To get feedback from the real environment, the authors also propose to use CLIP-based reward to judge whether the sub-instruction is executed successfully.
优点
While LLM has the ability to generate abstract plans (in the form of a sequence of sub-instructions in natural language) given natural language instruction, the problem is that LLMs are not grounded in real environments. How to make LLMs-based planning more grounded? I think the authors give a very effective solution, introducing video demonstrations to provide more details about the real environments, enabling VLMs to generate more grounded sub-instructions, and introducing feedback from environments to judge whether the sub-instructions are executed successfully.
缺点
see question
问题
I am just curious if the CLIP reward can be leveraged to finetune the low-level policy.
We sincerely thank the reviewer for their constructive feedback and insightful question regarding the potential use of CLIP reward in fine-tuning the low-level policy. We appreciate your recognition of our approach to ground LLM-based planning in real environments using video demonstrations and CLIP-based reward. Your understanding of the significance of our method in enhancing the detail and contextual relevance of sub-instructions is encouraging.

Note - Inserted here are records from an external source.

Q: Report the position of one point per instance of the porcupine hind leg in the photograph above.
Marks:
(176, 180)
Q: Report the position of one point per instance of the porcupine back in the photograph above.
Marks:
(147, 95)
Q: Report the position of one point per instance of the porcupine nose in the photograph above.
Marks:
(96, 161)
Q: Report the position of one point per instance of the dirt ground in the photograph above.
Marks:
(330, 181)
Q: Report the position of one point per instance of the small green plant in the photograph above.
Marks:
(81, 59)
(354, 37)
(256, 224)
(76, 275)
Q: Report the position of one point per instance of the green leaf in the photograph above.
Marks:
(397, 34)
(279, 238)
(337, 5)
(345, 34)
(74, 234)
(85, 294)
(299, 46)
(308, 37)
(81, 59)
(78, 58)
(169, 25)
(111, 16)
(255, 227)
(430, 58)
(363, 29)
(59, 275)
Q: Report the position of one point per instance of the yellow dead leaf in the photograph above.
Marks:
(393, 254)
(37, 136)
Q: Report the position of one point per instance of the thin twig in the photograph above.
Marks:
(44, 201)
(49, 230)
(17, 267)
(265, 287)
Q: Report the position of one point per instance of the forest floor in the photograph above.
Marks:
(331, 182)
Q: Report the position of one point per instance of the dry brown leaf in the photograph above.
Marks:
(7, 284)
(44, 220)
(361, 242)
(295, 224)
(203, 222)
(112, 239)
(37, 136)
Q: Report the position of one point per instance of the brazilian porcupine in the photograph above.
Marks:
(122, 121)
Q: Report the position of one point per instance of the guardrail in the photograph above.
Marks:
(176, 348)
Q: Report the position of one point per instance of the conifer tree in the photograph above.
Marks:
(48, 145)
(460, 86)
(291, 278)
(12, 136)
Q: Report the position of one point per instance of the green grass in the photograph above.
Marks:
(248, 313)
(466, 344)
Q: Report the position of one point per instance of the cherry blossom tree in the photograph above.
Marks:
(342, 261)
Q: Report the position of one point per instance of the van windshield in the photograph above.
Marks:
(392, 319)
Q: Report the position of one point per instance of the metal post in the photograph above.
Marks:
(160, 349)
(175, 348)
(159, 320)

Q1: I am just curious if the CLIP reward can be leveraged to finetune the low-level policy.
Yes, the potential fine-tuning process could be: Generating Feedback: After the low-level policy executes an action, the result (captured as an image or video frame) is fed into CLIP along with the textual description of the intended action or task. CLIP then evaluates how well the result aligns with the description. Reward Mechanism: Based on CLIP's evaluation, a reward signal can be generated. If CLIP finds a high correlation between the action's outcome and the textual task description, a positive reward is given. Conversely, a low correlation results in a lower reward or a penalty. Policy Adjustment: This reward signal is used to fine-tune the low-level policy's neural network. RL algorithms such as PPO can be employed here, where the policy network's parameters are adjusted to maximize the received rewards over time. Iterative Improvement: Over multiple iterations, the low-level policy learns to generate actions that increasingly align with the task descriptions, as validated by CLIP. The policy becomes more adept at interpreting instructions in the context of the visual environment it operates in.
We believe this integration would be significantly contribute to the field of embodied AI. Once again, thank you for your valuable feedback and the opportunity to consider this exciting direction for our research.
I just found a related paper “Prompting Decision Transformer for Few-Shot Policy Generalization”. Therefore, I actually have one more question. Their work uses demonstrations as prompts, which is quite similar to the way you use video demonstrations as input. Could the author explain the novelty against the forementioned paper?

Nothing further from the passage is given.